After that, I sent him a text saying there’s no point in being in a relationship if he would rather spend all his time with his friends. He said I was crazy. I didn’t text him anything after that or try to call (Saturday night) and he claimed Sunday morning that he had only just received my last text and that he wasn’t getting service in the room he was staying in. I didn’t bother responding. That’s the last time we’ve talked since Sunday morning, with no contact from me since Saturday night, until he just texted me, “What are you doing?"

 

So, what the hell?! Apparently we’re not broken up but we just don’t talk? Should I even respond to him or should I make him sweat it out a little? I’m basically in shock that we can go from a great relationship, buying me a promise ring, have a plan in place for buying our own house, to absolute crap in a month, and I don’t understand what he’s trying to do here.
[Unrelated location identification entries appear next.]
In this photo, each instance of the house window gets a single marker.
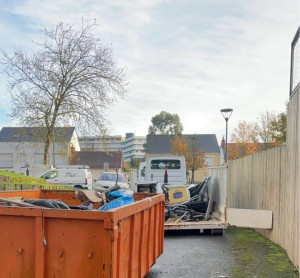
(6, 160)
(39, 158)
(23, 160)
(208, 161)
(160, 164)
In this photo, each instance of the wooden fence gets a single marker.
(270, 180)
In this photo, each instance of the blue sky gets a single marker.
(187, 57)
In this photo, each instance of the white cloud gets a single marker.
(186, 57)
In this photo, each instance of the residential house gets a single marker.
(107, 143)
(98, 161)
(131, 146)
(22, 147)
(160, 145)
(238, 150)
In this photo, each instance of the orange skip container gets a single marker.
(44, 243)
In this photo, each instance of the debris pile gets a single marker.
(197, 206)
(100, 199)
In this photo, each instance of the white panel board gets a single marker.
(249, 218)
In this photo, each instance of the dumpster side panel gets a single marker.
(140, 241)
(44, 243)
(17, 241)
(75, 248)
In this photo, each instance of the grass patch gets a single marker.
(256, 256)
(13, 181)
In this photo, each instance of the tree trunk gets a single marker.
(46, 150)
(192, 180)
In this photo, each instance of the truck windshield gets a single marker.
(112, 177)
(161, 163)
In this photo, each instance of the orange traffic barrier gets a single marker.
(42, 242)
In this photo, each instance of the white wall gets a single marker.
(31, 153)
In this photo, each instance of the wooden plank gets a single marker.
(249, 218)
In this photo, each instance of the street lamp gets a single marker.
(226, 114)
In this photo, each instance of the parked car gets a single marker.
(109, 179)
(78, 178)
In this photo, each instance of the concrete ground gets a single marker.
(238, 253)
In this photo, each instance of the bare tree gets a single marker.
(71, 78)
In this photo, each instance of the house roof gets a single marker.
(34, 134)
(160, 144)
(97, 159)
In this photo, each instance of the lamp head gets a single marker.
(226, 113)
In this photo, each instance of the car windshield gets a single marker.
(112, 177)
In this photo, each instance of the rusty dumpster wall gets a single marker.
(123, 242)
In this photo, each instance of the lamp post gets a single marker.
(226, 114)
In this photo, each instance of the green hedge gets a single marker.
(13, 181)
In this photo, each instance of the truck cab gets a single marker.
(155, 169)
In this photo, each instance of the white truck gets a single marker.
(159, 170)
(183, 202)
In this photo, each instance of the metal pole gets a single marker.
(226, 141)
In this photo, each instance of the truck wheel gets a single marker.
(217, 232)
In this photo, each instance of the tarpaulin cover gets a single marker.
(117, 193)
(122, 201)
(48, 203)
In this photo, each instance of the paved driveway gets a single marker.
(238, 253)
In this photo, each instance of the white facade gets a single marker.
(17, 156)
(101, 143)
(132, 146)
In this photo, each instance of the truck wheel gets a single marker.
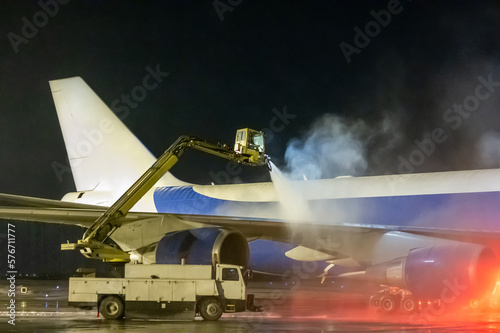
(112, 308)
(210, 309)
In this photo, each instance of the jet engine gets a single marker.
(203, 246)
(458, 271)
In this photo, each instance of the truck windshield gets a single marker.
(230, 274)
(258, 140)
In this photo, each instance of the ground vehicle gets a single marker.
(178, 291)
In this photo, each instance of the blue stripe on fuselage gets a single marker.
(455, 210)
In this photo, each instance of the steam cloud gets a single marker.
(336, 146)
(489, 150)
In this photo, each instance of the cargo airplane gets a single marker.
(428, 236)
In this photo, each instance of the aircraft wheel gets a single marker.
(374, 302)
(474, 303)
(389, 303)
(494, 303)
(210, 309)
(112, 308)
(408, 304)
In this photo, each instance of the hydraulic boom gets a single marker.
(248, 150)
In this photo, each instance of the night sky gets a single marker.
(386, 74)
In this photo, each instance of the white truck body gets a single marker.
(178, 291)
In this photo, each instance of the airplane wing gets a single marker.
(23, 208)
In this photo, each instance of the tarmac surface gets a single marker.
(43, 308)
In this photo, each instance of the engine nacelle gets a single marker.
(459, 271)
(203, 246)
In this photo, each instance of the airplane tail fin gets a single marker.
(103, 153)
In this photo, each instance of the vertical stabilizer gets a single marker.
(104, 155)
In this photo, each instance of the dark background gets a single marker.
(231, 73)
He’s a very cut and dry person, so if he wants out, why not just break up with me and be done with it? Why is he playing this game?

 

He always thought that because I took him back last time webroke up when he slept with someone else and because it devastated me so much, that I would come crawling back to him like last time - which I refuse to do. I am in a lot better place emotionally right now then I was then but I just don’t understand what’s going on here. Why not just break up with me?! Should I be making contact and responding to him or is that just giving in to him thinking I’ll come crawling back (even though we’re not broken up!)? How do you think he’s feeling right now??

 

Advice PLEASE!! And thanks all!

Edited by NoClue2
Posted

if he has been violating the relationship by sleeping with others in the past, can't be steady here, and won't work to fix things then it seems pretty straight forward.

 

the "reasons" you ask about would just be words, words don't matter. you've already heard words, how did they end up working out for you in the past with him - honest and congruent? or misleading and evasive? actions count here, his actions say he doesn't want to be with you right now.

  • Author
Posted

He slept with someone when we were broken up though, with no intention of getting back together with me. He's never cheated on me while in a relationship so I don't think I can fault him for that. I wasn't an angel when we broke up either.